Project Methodology—Titles


Our data model was designed through an iterative process. We created the data structure by carefully examining many of the books included in our bibliography and thinking about how to model their physical properties and the relationships embedded in them. Our central data table is for titles. Titles in our database refer to:

1. Records of all editions of a printed work that a woman contributed to; we define contributors as an author, publisher, bookseller, printer, editor, translator, engraver, introducer, illustrator, compiler, or composer (or any combination of these roles), based on information we have gathered from nearly 100 sources, for the period 1700–1836.

2. Titles include broadsides, books (of various formats), pamphlets, and collected works; we do not include daily, weekly, monthly, or quarterly periodicals in this database (as there is too much data that is too difficult to verify and track), but we do incorporate annuals.

For a list of and description of all of the metadata fields we use for titles, see our documentation for Titles.

We began adding many of our titles to the database by importing data from existing projects, provided by individuals directing those projects who graciously agreed to share their data with us. All of these projects and individuals are listed in our acknowledgements. We also collect titles in our database from other digital and print sources as well as from libraries and archives, using their catalogues to locate and examine physical copies of titles. All sources can be found in our source records and the specific sources consulted as well as the Source ID associated with the particular title are found in each title record.

Rarely does a single source provide sufficient information for our title data fields, and we have made every effort to ensure that we have verified the data by consulting at least two reliable sources. Thus we supplement and verify title by checking these sources, or by examining the physical work itself. We indicate in each title record whether the data it includes has been verified (meaning we have found two independent sources, to verify the information, and that the work exists or did exist). Of these two sources, one of them must be a digitization, with the exception being the combination of the ESTC and The English Novel, both independently verified sources (see below). If a work has been hand-verified—meaning that a member of our team has physically examined a copy—we consider that title to be verified, even where there is only a single source, as we know a copy physically exists. We indicate whether a title has been hand verified, and in these cases we provide a Source and Source ID, which is the library or archive name and call number; this information is also included in the shelfmark field. We also copy shelfmark information when available in other sources (though, we only indicate that a copy has been hand-verified if it has been examined by a member of our team). In this way, our database, though it focuses on the edition, does offer some copy-specific information.

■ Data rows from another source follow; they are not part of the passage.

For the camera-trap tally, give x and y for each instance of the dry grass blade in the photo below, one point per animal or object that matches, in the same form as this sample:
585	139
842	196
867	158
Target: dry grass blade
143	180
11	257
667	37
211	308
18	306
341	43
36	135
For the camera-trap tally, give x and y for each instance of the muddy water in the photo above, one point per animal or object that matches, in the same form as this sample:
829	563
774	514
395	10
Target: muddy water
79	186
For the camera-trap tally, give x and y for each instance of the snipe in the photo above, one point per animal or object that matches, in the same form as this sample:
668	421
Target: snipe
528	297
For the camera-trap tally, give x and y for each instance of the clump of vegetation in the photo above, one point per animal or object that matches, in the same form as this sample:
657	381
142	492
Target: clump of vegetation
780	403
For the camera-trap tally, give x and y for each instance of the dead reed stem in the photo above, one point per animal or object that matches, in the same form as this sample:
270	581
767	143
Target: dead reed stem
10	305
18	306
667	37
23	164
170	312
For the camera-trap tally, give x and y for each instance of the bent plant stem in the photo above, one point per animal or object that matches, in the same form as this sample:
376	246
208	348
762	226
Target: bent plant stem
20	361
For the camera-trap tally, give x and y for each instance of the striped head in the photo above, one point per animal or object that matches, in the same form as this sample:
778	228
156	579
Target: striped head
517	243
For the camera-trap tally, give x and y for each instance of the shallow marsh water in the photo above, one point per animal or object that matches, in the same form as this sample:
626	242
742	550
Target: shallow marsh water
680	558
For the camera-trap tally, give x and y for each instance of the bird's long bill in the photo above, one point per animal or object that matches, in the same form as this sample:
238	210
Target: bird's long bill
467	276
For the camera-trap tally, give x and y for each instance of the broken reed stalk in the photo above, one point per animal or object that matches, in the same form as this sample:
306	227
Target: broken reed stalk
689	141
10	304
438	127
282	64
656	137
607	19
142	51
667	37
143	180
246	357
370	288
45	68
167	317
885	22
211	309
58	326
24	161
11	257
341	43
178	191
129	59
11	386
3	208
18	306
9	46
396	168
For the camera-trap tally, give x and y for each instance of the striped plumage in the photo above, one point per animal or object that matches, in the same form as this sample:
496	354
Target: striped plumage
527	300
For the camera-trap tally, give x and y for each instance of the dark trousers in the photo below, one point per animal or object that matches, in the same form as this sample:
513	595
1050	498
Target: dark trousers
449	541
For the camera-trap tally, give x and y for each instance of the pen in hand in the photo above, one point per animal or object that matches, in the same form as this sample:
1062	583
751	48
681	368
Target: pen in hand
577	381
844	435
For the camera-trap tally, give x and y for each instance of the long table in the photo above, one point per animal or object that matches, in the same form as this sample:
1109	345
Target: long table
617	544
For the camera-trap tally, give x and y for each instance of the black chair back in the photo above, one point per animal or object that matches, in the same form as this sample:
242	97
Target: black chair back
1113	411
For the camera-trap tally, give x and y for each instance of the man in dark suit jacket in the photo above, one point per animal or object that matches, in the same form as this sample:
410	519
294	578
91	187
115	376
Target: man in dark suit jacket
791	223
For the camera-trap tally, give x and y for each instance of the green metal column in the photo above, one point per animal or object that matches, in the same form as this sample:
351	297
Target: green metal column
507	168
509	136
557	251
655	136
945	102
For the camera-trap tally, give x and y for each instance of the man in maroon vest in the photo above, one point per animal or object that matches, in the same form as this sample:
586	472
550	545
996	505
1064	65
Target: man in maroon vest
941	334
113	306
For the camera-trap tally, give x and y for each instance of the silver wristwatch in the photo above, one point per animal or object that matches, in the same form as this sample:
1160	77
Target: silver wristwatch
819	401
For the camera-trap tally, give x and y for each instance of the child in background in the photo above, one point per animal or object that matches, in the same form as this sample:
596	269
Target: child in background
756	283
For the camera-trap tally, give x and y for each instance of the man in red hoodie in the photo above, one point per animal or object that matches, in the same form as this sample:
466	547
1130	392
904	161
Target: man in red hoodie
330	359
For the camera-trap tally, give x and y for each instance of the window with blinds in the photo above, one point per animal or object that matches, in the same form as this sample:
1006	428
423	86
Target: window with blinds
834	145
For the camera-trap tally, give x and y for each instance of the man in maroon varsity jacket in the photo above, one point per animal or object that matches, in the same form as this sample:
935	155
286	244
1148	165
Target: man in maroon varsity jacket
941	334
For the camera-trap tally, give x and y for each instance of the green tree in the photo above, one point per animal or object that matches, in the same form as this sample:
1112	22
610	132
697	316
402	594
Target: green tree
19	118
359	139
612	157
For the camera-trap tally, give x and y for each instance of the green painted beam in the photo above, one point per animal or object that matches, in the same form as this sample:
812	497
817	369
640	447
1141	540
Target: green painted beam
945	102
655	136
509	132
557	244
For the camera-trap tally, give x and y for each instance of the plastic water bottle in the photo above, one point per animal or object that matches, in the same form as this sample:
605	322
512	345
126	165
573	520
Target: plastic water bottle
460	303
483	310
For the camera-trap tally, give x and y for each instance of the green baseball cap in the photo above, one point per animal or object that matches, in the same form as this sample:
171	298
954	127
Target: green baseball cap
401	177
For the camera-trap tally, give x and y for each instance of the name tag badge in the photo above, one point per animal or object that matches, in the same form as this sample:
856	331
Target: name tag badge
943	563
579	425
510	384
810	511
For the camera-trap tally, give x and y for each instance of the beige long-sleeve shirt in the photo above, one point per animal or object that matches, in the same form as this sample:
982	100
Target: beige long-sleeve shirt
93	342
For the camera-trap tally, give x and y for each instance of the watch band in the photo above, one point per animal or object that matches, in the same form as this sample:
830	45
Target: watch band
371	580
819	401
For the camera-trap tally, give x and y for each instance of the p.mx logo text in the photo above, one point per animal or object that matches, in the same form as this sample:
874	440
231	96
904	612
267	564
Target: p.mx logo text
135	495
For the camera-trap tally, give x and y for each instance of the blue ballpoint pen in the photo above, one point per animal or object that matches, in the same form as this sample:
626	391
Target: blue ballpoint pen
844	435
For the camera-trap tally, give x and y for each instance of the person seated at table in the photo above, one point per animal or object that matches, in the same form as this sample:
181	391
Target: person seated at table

If we have not been able to hand-verify a title and have been unable to find two independent sources, we label that title record as “Attempted Verification,” to indicate that we have made an attempt to find more than one source. We include in the category of “attempted verification” titles where the second source is WorldCat as we do not consider this resource sufficiently reliable to satisfy our criteria of verification.

It should be noted that our title metadata is chiefly generated from information from and about the books themselves: the edition and imprint data is trusted to be correct based on what the book’s title page states, or has been recorded by the resources we use; additionally, we record the genre of each title based on what the work itself identifies as. As an example, if a work states it is a “tale” in its title, we label it as “Fiction - Tale.” If a fictional work does not explicitly state which subgenre of fiction it is, we label it as “Fiction.” We identify books based on (a) imprint and edition information and (b) how the book identifies itself in terms of genre in order to avoid issues of potential fakery (which are statistical anomalies, based on the resources we have consulted), and to avoid describing eighteenth- and nineteenth-century works according to modern genre classifications.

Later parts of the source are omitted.